Вдалеке послышалось протяжное завывание муэдзина, призывающего правоверных мусульман на молитву. Сотни людей стекались в мечети, чтобы совершить положенный намаз, и вскоре в некоторых местах стали собираться бесчисленные толпы верующих. Поначалу все было спокойно, но стража спешно перекрыла несколько окрестных площадей, заставляя верующих двигаться к мечетям обходными путями. Это и стало началом.
Узкие улочки Эдирне не могли вместить всех желающих, дороги то и дело преграждали повозки, груженные всяким скарбом, появились и торговцы верблюдами со своим пугливым товаром. Началась страшная давка. Из-за жары некоторые теряли сознание, другие пускали в ход кулаки, освобождая себе дорогу. Крики людей и животных смешались, посыпались проклятья.
Никто не может с точностью сказать, что произошло дальше, – слишком стремительно и хаотично начали развиваться события.
Однако внимательный наблюдатель легко бы обнаружил, что за чередой случайных на первый взгляд совпадений кроется хитроумный и тонко разыгранный сценарий, действия в котором прописаны от начала и до конца.
Когда измученные и обозленные люди оказались перед мечетью, то увидели одного из персидских проповедников. Он взобрался на телегу и начал страстно обвинять верховного муфтия в притеснении иных конфессий и запрете обсуждать основные вопросы веры. Площадь оказалась заполнена персами, которые пришли поддержать своего товарища. Для горожан это стало последней каплей.
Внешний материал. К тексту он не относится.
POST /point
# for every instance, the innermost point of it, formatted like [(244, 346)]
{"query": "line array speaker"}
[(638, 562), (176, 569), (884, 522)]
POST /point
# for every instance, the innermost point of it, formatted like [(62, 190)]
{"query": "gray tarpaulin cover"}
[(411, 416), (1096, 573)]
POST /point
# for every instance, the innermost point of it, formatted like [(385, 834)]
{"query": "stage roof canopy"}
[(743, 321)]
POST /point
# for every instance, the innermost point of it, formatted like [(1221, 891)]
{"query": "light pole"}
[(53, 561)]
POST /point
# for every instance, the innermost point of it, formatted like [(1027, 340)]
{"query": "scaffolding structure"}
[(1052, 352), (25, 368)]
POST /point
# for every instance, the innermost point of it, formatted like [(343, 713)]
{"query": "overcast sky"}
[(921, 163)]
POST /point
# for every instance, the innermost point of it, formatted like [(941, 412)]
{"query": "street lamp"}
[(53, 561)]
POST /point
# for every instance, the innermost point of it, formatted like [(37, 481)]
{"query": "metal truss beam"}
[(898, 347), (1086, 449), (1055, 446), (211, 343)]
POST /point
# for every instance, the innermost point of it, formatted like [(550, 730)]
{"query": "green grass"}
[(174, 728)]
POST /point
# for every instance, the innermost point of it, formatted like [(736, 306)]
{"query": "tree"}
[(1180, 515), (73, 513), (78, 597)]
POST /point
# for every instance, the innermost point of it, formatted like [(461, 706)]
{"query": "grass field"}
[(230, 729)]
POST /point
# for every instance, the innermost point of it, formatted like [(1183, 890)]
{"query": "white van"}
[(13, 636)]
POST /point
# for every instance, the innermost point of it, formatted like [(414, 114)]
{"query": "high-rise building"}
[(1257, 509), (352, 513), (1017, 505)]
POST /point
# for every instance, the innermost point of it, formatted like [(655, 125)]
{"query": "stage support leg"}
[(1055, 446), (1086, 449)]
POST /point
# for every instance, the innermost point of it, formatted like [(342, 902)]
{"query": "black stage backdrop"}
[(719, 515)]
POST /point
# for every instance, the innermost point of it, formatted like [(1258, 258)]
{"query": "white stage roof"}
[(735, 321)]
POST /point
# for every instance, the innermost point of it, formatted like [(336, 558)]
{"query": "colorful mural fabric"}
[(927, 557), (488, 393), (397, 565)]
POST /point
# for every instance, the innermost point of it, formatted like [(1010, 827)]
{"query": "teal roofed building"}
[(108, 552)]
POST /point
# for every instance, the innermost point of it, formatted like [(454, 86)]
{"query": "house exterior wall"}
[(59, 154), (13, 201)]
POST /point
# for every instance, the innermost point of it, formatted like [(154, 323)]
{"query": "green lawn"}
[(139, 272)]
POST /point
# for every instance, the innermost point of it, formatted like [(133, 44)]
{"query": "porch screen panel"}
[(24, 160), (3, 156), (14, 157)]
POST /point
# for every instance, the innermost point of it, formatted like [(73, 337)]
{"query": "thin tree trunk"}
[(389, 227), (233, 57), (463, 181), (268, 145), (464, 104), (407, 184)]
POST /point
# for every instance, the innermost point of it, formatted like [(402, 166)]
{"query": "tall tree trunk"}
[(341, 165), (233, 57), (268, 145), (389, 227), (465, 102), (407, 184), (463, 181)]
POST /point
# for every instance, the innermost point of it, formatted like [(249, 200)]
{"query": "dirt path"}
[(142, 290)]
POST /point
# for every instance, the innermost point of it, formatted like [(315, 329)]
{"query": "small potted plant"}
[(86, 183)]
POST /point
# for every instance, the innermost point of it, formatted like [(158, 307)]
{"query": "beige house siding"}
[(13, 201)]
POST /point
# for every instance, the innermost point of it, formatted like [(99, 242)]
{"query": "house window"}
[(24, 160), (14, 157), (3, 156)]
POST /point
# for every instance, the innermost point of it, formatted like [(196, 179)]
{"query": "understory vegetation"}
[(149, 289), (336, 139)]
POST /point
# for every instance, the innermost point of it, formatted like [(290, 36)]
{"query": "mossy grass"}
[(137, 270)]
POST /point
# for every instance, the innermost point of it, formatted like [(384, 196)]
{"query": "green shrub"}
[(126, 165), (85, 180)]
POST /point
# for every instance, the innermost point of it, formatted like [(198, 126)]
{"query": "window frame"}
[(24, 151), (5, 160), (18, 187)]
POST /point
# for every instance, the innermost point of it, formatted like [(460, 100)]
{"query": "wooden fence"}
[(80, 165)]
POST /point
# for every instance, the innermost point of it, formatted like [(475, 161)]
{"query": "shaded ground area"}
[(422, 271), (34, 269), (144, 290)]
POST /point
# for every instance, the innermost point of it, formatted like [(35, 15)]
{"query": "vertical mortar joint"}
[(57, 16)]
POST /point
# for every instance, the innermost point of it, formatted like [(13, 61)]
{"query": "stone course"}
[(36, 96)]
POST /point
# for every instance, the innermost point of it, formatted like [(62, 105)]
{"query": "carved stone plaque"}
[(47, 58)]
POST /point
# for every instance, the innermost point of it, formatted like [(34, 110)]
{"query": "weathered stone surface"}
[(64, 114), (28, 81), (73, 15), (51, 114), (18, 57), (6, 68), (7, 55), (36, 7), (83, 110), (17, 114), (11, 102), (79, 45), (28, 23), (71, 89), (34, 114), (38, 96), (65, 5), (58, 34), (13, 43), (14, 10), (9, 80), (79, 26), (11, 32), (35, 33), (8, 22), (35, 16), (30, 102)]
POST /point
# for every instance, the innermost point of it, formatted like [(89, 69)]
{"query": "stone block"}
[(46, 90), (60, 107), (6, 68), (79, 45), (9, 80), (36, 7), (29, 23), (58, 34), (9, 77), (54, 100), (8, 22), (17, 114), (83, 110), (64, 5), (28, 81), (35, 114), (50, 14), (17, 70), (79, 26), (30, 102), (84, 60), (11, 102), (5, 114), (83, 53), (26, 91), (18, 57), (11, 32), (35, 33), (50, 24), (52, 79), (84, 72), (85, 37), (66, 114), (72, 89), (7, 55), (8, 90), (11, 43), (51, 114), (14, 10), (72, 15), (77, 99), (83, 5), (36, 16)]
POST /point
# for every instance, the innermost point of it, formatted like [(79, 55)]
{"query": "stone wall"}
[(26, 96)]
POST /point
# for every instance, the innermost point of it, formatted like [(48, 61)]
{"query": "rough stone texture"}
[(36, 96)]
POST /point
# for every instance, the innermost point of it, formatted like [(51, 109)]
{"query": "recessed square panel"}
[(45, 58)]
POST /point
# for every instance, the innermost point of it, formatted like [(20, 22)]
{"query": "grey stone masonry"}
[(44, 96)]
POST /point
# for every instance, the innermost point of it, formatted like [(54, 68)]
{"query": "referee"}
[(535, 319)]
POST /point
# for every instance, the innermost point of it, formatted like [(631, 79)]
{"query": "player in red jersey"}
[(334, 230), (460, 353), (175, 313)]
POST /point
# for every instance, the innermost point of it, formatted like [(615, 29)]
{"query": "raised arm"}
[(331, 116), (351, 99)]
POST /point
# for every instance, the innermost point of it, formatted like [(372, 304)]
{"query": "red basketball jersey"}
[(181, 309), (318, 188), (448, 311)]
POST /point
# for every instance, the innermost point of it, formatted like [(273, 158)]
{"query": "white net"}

Несколько рослых турок, расталкивая толпу, бросились к трибуне, чтобы прервать разглагольствования смельчака, но персы встали на его защиту. Завязалась драка. Внезапно в руке у одного из участников блеснул кинжал. Раздался предсмертный стон, и первая кровь брызнула на пожелтевшие каменные плиты. Кто-то стал умолять прекратить безумие, но было слишком поздно. Огромная людская масса напоминала море во время грозной бури, и вскоре вся площадь погрузилась в хаос.